In addition to the Ceres and Atlas clusters, there are external computing resources available to the SCINet community, including Amazon Web Services, XSEDE, and the Open Science Grid. These resources may be of interest to SCINet users that require:
- very large jobs (either numerous small jobs, or many nodes in parallel)
- special computing hardware requirements (e.g., GPUs, Xeon Phi, extremely-large memory)
- software that isn’t supported on Ceres (e.g., web apps, relational databases, VMs, Hadoop, Spark, certain commercial software) A brief synopsis of some resources:
Amazon Web Services
- What: large ecosystem of Amazon cloud services: EC2 compute instances, S3 object storage, etc. (https://aws.amazon.com/)

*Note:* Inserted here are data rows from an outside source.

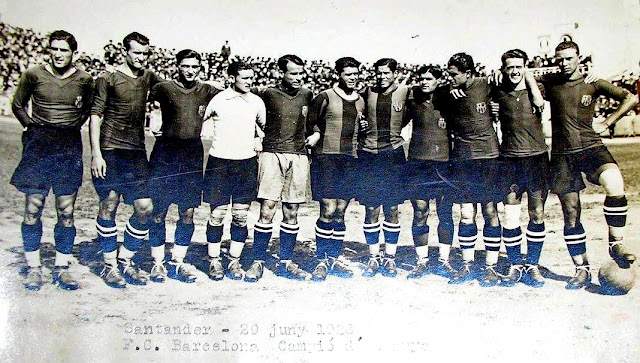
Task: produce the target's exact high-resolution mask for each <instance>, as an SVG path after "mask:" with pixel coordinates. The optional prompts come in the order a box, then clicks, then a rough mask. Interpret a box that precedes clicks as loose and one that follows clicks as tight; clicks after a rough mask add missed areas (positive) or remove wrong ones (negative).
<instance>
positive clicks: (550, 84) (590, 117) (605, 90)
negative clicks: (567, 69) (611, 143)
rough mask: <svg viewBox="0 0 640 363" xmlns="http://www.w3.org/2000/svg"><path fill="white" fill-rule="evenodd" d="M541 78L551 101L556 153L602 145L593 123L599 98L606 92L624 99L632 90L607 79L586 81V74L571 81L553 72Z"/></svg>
mask: <svg viewBox="0 0 640 363" xmlns="http://www.w3.org/2000/svg"><path fill="white" fill-rule="evenodd" d="M540 81H541V83H542V85H543V86H544V88H545V96H546V98H547V100H548V101H549V103H550V104H551V126H552V133H551V153H552V154H573V153H576V152H579V151H582V150H585V149H589V148H592V147H596V146H599V145H602V140H601V139H600V136H599V135H598V134H597V133H596V132H595V131H594V130H593V125H592V123H593V115H594V112H595V106H596V100H597V99H598V97H599V96H601V95H605V96H608V97H612V98H615V99H617V100H620V101H621V100H623V99H624V98H625V97H626V96H627V95H628V94H629V92H628V91H627V90H625V89H623V88H620V87H616V86H614V85H612V84H611V83H609V82H607V81H603V80H599V81H597V82H594V83H590V84H586V83H584V77H580V78H579V79H577V80H574V81H567V80H566V79H564V78H563V77H561V76H560V75H554V74H552V75H549V76H544V77H542V78H541V79H540Z"/></svg>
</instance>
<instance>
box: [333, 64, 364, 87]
mask: <svg viewBox="0 0 640 363" xmlns="http://www.w3.org/2000/svg"><path fill="white" fill-rule="evenodd" d="M359 75H360V70H358V68H356V67H345V68H344V69H343V70H342V72H341V73H340V76H339V80H338V81H339V82H340V85H341V86H342V87H343V88H344V89H346V90H351V91H353V90H355V89H356V86H357V84H358V76H359Z"/></svg>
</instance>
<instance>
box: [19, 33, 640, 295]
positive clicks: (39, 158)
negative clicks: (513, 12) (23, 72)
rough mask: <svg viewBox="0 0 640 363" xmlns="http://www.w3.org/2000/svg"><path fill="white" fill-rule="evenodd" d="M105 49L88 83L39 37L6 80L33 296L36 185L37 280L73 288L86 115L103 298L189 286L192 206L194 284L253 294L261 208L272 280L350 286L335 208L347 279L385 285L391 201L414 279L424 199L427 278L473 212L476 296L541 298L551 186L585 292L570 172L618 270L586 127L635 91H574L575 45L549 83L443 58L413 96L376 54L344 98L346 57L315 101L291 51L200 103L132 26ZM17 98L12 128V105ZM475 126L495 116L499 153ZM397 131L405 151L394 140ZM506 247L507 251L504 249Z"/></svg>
mask: <svg viewBox="0 0 640 363" xmlns="http://www.w3.org/2000/svg"><path fill="white" fill-rule="evenodd" d="M123 44H124V46H125V47H124V50H123V51H124V53H125V54H124V56H125V57H124V58H125V63H124V64H122V65H121V66H119V67H117V68H116V69H115V70H114V71H113V72H108V73H105V74H103V75H101V76H100V77H98V79H97V80H96V81H95V84H94V81H93V79H92V78H91V77H90V76H89V75H88V74H86V73H85V72H83V71H81V70H78V69H76V68H75V67H73V65H72V57H73V54H74V53H75V52H76V49H77V43H76V41H75V38H74V37H73V35H71V34H69V33H68V32H65V31H55V32H53V33H52V34H51V36H50V39H49V50H50V61H49V63H48V64H45V65H41V66H36V67H33V68H30V69H29V70H27V71H26V72H25V73H24V74H23V75H22V78H21V81H20V84H19V86H18V89H17V91H16V95H15V97H14V100H13V110H14V113H15V115H16V117H17V118H18V120H19V121H20V122H21V124H22V125H23V126H24V127H25V131H24V133H23V147H24V149H23V157H22V160H21V162H20V164H19V165H18V167H17V169H16V171H15V173H14V175H13V177H12V180H11V183H12V184H13V185H15V186H16V187H17V188H18V189H19V190H20V191H22V192H24V193H25V195H26V203H25V218H24V222H23V224H22V228H21V231H22V238H23V242H24V249H25V256H26V260H27V265H28V271H27V276H26V279H25V286H26V287H27V288H28V289H32V290H37V289H39V288H40V286H41V285H42V271H41V266H40V255H39V247H40V240H41V237H42V223H41V221H40V216H41V213H42V208H43V205H44V198H45V197H46V196H47V194H48V192H49V190H50V189H53V192H54V194H55V196H56V208H57V211H58V223H57V225H56V226H55V228H54V239H55V244H56V258H55V266H54V269H53V282H54V283H55V284H56V285H58V286H60V287H61V288H63V289H77V288H78V286H79V284H78V282H77V280H76V279H75V278H74V277H73V276H72V274H70V273H69V270H68V265H69V259H70V254H71V251H72V248H73V244H74V239H75V227H74V224H73V208H74V204H75V199H76V195H77V190H78V187H79V186H80V184H81V183H82V141H81V137H80V126H81V125H82V124H83V123H84V121H85V120H86V119H87V118H88V117H89V118H90V124H89V129H90V142H91V150H92V165H91V172H92V176H93V183H94V186H95V189H96V192H97V194H98V196H99V198H100V205H99V212H98V216H97V219H96V228H97V232H98V241H99V243H100V246H101V248H102V251H103V256H104V262H105V264H104V266H105V267H104V269H103V271H102V273H101V276H102V278H103V279H104V281H105V282H106V283H107V284H108V285H109V286H112V287H116V288H122V287H125V286H126V284H127V283H129V284H137V285H143V284H146V283H147V281H148V280H152V281H154V282H163V281H165V279H166V278H167V277H171V278H175V279H178V280H180V281H184V282H193V281H195V279H196V274H195V271H194V269H193V266H191V265H189V264H187V263H185V262H184V258H185V256H186V252H187V248H188V246H189V243H190V241H191V237H192V235H193V232H194V225H193V213H194V208H195V207H197V206H198V205H199V204H200V203H201V200H204V201H205V202H207V203H209V204H210V206H211V215H210V218H209V221H208V223H207V230H206V235H207V242H208V243H207V249H208V255H209V258H210V267H209V271H208V275H209V277H210V278H211V279H213V280H220V279H222V278H223V277H224V276H225V275H226V276H228V277H229V278H232V279H242V278H244V280H245V281H248V282H256V281H258V280H259V279H260V278H261V277H262V275H263V273H264V262H265V260H266V258H267V254H266V251H267V247H268V244H269V241H270V239H271V236H272V231H273V218H274V215H275V213H276V210H277V206H278V204H279V203H280V202H281V203H282V214H283V218H282V223H281V224H280V226H279V231H280V251H279V254H278V255H279V258H280V263H279V264H278V267H277V270H276V274H278V275H281V276H284V277H287V278H291V279H298V280H307V279H313V280H316V281H322V280H324V279H326V277H327V275H330V274H332V275H336V276H341V277H351V276H352V275H353V271H352V269H351V268H350V266H349V264H348V263H346V262H345V261H344V259H343V258H340V255H341V251H342V244H343V240H344V236H345V230H346V227H345V224H344V213H345V210H346V208H347V205H348V203H349V200H350V199H351V198H355V199H357V200H358V201H359V202H360V203H361V204H363V205H365V206H366V207H365V209H366V214H365V222H364V225H363V231H364V236H365V240H366V242H367V245H368V247H369V252H370V258H369V260H368V262H367V263H366V267H365V270H364V273H363V275H364V276H374V275H376V274H377V273H378V272H381V273H382V274H384V275H386V276H395V275H396V274H397V268H396V264H395V254H396V246H397V243H398V236H399V233H400V224H399V222H398V204H399V203H402V202H403V201H404V200H405V199H411V201H412V204H413V206H414V221H413V225H412V234H413V238H414V243H415V247H416V254H417V256H418V263H417V265H416V267H415V268H414V269H413V270H412V271H411V272H409V274H408V275H407V277H409V278H419V277H421V276H423V275H424V274H426V273H428V272H429V268H430V267H429V264H428V263H427V262H428V247H427V246H428V243H429V241H428V238H429V225H428V224H427V218H428V216H429V200H430V199H435V200H436V205H437V213H438V221H439V222H438V231H437V235H438V250H439V258H438V261H437V263H436V264H435V269H436V271H437V272H438V273H440V274H443V275H445V276H447V277H449V278H450V283H454V284H455V283H462V282H465V281H469V280H471V279H472V278H473V274H472V272H471V266H472V262H473V259H474V247H475V243H476V239H477V238H478V236H477V235H478V228H477V226H476V223H475V217H476V212H477V206H478V205H480V206H481V209H482V214H483V217H484V221H485V224H484V227H483V229H482V238H483V241H484V246H485V249H486V263H485V268H484V269H483V271H482V274H481V277H480V284H481V285H482V286H493V285H496V284H502V285H505V286H513V285H514V284H515V283H517V282H518V281H520V280H523V281H524V282H526V283H528V284H530V285H532V286H542V285H543V284H544V279H543V278H542V275H541V274H540V271H539V268H538V262H539V258H540V253H541V250H542V245H543V242H544V239H545V224H544V203H545V201H546V198H547V194H548V190H549V188H551V190H552V191H553V192H555V193H556V194H558V196H559V198H560V201H561V204H562V209H563V213H564V217H565V218H564V219H565V227H564V236H565V241H566V243H567V247H568V250H569V253H570V255H571V257H572V259H573V261H574V263H575V265H576V273H575V275H574V276H573V278H571V279H570V280H569V282H568V283H567V288H570V289H578V288H581V287H584V286H586V285H588V284H589V282H590V280H591V274H590V270H589V263H588V260H587V257H586V247H585V242H586V235H585V232H584V228H583V227H582V225H581V224H580V199H579V192H580V190H582V189H583V188H584V187H585V184H584V181H583V179H582V174H583V173H584V174H585V175H586V176H587V178H588V179H589V180H590V181H591V182H594V183H597V184H601V185H603V186H604V188H605V190H606V192H607V197H606V199H605V201H604V214H605V218H606V221H607V224H608V226H609V253H610V255H611V257H612V258H613V259H614V260H616V261H617V262H618V263H619V264H630V263H633V261H634V260H635V256H634V255H632V254H630V253H628V252H627V251H626V250H625V248H624V246H623V245H622V244H621V241H622V238H623V228H624V225H625V224H626V211H627V201H626V198H625V195H624V186H623V185H624V184H623V182H622V176H621V175H620V171H619V169H618V167H617V165H616V162H615V160H614V159H613V157H612V156H611V154H610V153H609V152H608V150H607V149H606V147H605V146H604V145H603V144H602V142H601V140H600V137H599V134H598V132H597V130H595V129H594V127H593V125H592V118H593V113H594V106H595V100H596V99H597V97H598V96H599V95H607V96H610V97H613V98H616V99H619V100H620V101H621V105H620V107H619V108H618V109H617V110H616V111H615V112H614V113H613V114H612V115H610V116H609V117H608V118H607V119H605V120H604V121H603V124H602V125H596V127H607V126H609V125H610V124H612V123H615V122H616V121H617V120H618V119H619V118H620V117H621V116H622V115H624V113H626V112H627V111H628V109H630V108H632V107H633V106H634V105H635V104H636V103H637V98H636V97H635V96H634V95H631V94H629V93H628V92H627V91H625V90H623V89H621V88H618V87H615V86H613V85H611V84H610V83H609V82H606V81H603V80H594V79H586V80H585V78H584V77H583V76H582V74H581V73H580V72H579V70H578V64H579V48H578V46H577V44H575V43H573V42H563V43H561V44H559V45H558V47H557V48H556V58H557V59H559V67H560V71H561V72H560V74H556V75H551V76H546V77H543V78H540V79H534V77H533V76H532V75H531V74H530V73H529V72H528V71H527V70H526V69H525V64H526V63H527V56H526V53H524V52H523V51H521V50H518V49H514V50H510V51H507V52H505V53H504V54H503V56H502V68H501V70H500V71H497V72H495V73H494V74H493V75H492V77H491V79H487V78H483V77H478V76H476V75H475V74H474V69H475V68H474V66H475V65H474V62H473V59H472V57H471V56H469V55H468V54H465V53H458V54H455V55H454V56H452V57H451V59H450V60H449V62H448V69H447V71H448V73H449V75H450V76H451V79H452V81H451V82H450V83H448V84H443V83H444V82H442V81H443V70H441V69H439V68H437V67H423V68H421V69H420V70H419V71H418V72H417V74H416V75H415V76H416V80H417V82H418V85H417V86H415V87H413V88H409V87H406V86H404V85H399V84H397V82H396V81H395V77H396V75H397V72H396V67H397V63H396V61H395V60H393V59H391V58H383V59H380V60H378V61H377V62H376V63H375V64H374V69H375V73H376V84H375V86H372V87H368V88H366V89H365V90H363V91H362V92H357V91H356V89H355V88H356V84H357V81H358V76H359V69H360V63H359V62H358V61H356V60H355V59H353V58H351V57H343V58H340V59H338V60H337V61H336V67H335V72H336V76H337V78H338V82H337V84H336V86H334V87H333V88H331V89H328V90H325V91H323V92H321V93H320V94H319V95H317V96H316V97H313V95H312V93H311V92H310V91H309V90H307V89H306V88H304V87H303V85H302V84H301V79H302V76H303V73H304V62H303V61H302V60H301V59H300V58H299V57H297V56H295V55H285V56H283V57H281V58H280V59H279V60H278V66H279V68H280V70H281V72H282V80H281V82H280V83H279V84H278V85H277V86H275V87H271V88H267V89H264V90H253V89H252V84H253V80H254V77H255V74H254V71H253V70H252V68H251V65H248V64H243V63H242V62H236V63H232V64H231V65H230V66H229V69H228V74H229V76H230V81H231V85H230V87H229V88H227V89H224V90H219V89H217V88H216V87H214V86H211V85H209V84H205V83H202V82H199V81H198V75H199V72H200V69H201V59H200V55H199V54H198V53H197V52H195V51H192V50H188V49H185V50H183V51H180V52H179V53H178V54H177V57H176V62H177V66H178V75H177V78H176V79H174V80H166V81H164V80H162V79H159V78H158V77H157V76H156V75H155V74H154V73H153V72H151V71H149V70H147V69H145V58H146V56H147V54H148V50H149V40H148V39H147V38H146V37H145V36H144V35H142V34H140V33H137V32H133V33H131V34H129V35H127V37H125V38H124V40H123ZM543 93H544V96H543ZM544 97H546V98H547V100H549V102H550V105H551V114H552V125H553V134H552V145H553V148H552V150H551V160H549V157H548V150H547V146H546V144H545V142H544V141H545V140H544V134H543V132H542V125H541V111H542V108H543V107H544ZM149 100H154V101H157V102H159V103H160V106H161V111H162V126H161V136H158V137H157V138H156V142H155V144H154V147H153V151H152V152H151V156H150V158H149V160H147V153H146V151H145V150H146V148H145V133H144V126H145V125H144V120H145V110H146V103H147V102H148V101H149ZM29 101H31V104H32V113H31V115H29V114H28V113H27V110H26V109H27V107H26V106H27V103H28V102H29ZM208 119H212V120H213V121H212V124H213V139H212V145H211V148H210V150H209V153H208V154H209V155H208V160H207V162H206V167H205V171H204V178H203V177H202V175H203V170H202V169H203V164H204V160H203V145H202V141H201V139H200V134H201V131H202V124H203V122H204V121H205V120H208ZM494 120H499V121H500V127H501V128H502V143H501V144H499V142H498V137H497V135H496V131H495V129H494ZM409 123H411V124H412V135H411V140H410V142H409V145H408V158H407V157H406V154H405V151H404V148H403V145H404V144H405V140H404V139H403V137H402V135H401V132H402V130H403V129H404V128H405V127H406V126H407V125H408V124H409ZM308 151H310V153H311V156H309V154H308ZM54 165H55V166H56V167H55V168H54V167H53V166H54ZM309 176H310V178H311V186H312V191H313V196H314V199H316V200H318V201H319V202H320V216H319V218H318V220H317V222H316V226H315V231H316V253H317V258H318V262H317V265H316V267H315V268H314V270H313V271H312V272H311V273H309V272H307V271H305V270H303V269H302V268H300V267H299V266H298V265H297V264H296V263H295V262H293V261H292V256H293V251H294V247H295V243H296V236H297V233H298V230H299V226H298V221H297V213H298V208H299V206H300V204H302V203H304V202H305V201H306V198H307V185H308V182H309V180H308V178H309ZM525 192H526V193H527V199H528V210H529V217H530V218H529V223H528V225H527V228H526V233H523V232H522V229H521V226H520V202H521V199H522V196H523V193H525ZM121 198H122V199H123V200H124V202H125V203H127V204H131V205H133V209H134V213H133V215H132V216H131V218H129V220H128V222H127V225H126V228H125V232H124V240H123V243H122V244H121V245H120V246H118V242H117V227H116V223H115V217H116V212H117V209H118V205H119V203H120V200H121ZM256 198H257V200H258V201H259V202H260V216H259V219H258V221H257V222H256V224H255V226H254V237H253V248H252V252H251V253H252V258H253V262H252V263H251V265H250V266H249V268H248V269H247V270H246V271H244V270H243V269H242V266H241V265H240V262H239V259H240V255H241V253H242V250H243V247H244V243H245V241H246V239H247V235H248V231H247V213H248V210H249V205H250V203H251V202H252V201H253V200H255V199H256ZM152 201H153V202H152ZM499 201H502V202H504V203H505V218H504V221H502V223H501V221H500V219H499V218H498V212H497V208H496V203H497V202H499ZM454 202H455V203H460V204H461V218H460V224H459V226H458V234H457V238H458V241H459V245H460V249H461V252H462V259H463V264H462V266H461V268H460V269H454V268H453V267H452V266H451V264H450V263H449V254H450V249H451V245H452V243H453V239H454V238H453V237H454V225H453V217H452V205H453V203H454ZM171 204H177V205H178V211H179V215H180V218H179V220H178V222H177V223H176V229H175V237H174V240H175V243H174V246H173V249H172V253H171V260H170V261H168V262H166V261H165V248H164V244H165V240H166V227H165V217H166V214H167V210H168V207H169V206H170V205H171ZM229 206H231V214H232V222H231V227H230V228H231V229H230V232H231V242H230V247H229V251H228V263H227V264H226V266H223V263H222V261H223V260H222V258H221V239H222V231H223V219H224V216H225V215H226V213H227V209H228V208H229ZM381 210H382V212H383V214H384V221H382V222H381V221H380V213H381ZM380 231H382V232H383V235H384V241H385V244H384V250H383V251H381V250H380V244H379V240H380ZM146 238H148V239H149V241H150V244H151V255H152V258H153V261H154V263H153V267H152V268H151V270H150V272H146V271H143V270H142V269H140V268H138V266H136V264H134V263H133V262H132V258H133V256H134V255H135V253H136V252H137V251H138V250H139V249H140V246H141V245H142V243H143V240H145V239H146ZM523 240H526V244H527V254H526V258H525V257H524V255H523V254H522V251H521V246H522V244H523ZM502 241H503V242H504V245H505V248H506V252H507V256H508V259H509V262H510V266H509V269H508V271H507V272H506V273H505V274H499V273H498V271H496V263H497V261H498V253H499V250H500V245H501V242H502Z"/></svg>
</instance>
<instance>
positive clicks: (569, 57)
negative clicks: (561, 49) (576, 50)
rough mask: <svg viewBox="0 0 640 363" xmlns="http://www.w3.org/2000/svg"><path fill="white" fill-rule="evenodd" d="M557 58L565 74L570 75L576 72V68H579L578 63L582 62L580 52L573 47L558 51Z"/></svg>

- How much: Budget (paid for by SCINet) determined at time of request
- Support: SCINet VRSC; Basecamp group for SCINet AWS users
- How to request: Submit a SCINet AWS Project Request
- More Information: Find more information about AWS in our AWS Resources.
XSEDE
- What: HPC compute, storage, cloud, and support from several large academic computing centers in the United States. Most systems look & operate similarly Ceres (SSH access, SLURM job scheduler, shared file systems, etc.)
- How much: Allocation amount determined by XSEDE committee. No cost to researchers in the United States.
- How to request:
- Create an XSEDE account at https://portal.xsede.org/
- Apply for one of the following allocations:
- Startup Allocation
- Some justification required; typically < 1 week time to review/approval
- Research Allocation
- Larger allocation requiring more justification required; evaluated quarterly.
- Contact your institution’s XSEDE Campus Champion (ARS: Nathan Weeks) to be added to their Campus Champions allocation, which covers most XSEDE systems.
- No justification necessary; meant for trying XSEDE resources before applying for an allocation
- Transfer data between SCINet and XSEDE systems via Globus (or scp/sftp).
- No justification necessary; meant for trying XSEDE resources before applying for an allocation
- Support: XSEDE Help Desk
- See also: Bioinformatics Workbook Introduction to XSEDE
Open Science Grid
- What: Excess computing capacity aggregated from > 100 U.S. institutional research computing systems for High-Throughput Computing jobs.
- How much: Unlimited (subject to fair-share policy); no cost to researchers in U.S.
- How to request:
- Sign up via OSG Connect (http://osgconnect.net/) with your Globus ID (enter “USDAARS” for organization, if appropriate)
- Access typically granted within days
- Can also/instead access OSG via XSEDE, subject to XSEDE allocation policies and limits 2. Request to be added to the Open Science Grid Users Basecamp project (ping / email Nathan Weeks, or respond in the comments).
- You will also be added to a “SCINet” OSG project.
- Transfer data between SCINet and OSG Connect via Globus (or scp/sftp).
- If there is sufficient Open Science Grid interest / usage in the SCINet community, the VRSC may explore tighter integration, allowing direct “bursting” to OSG from Ceres, rather than logging into an OSG Connect submit host.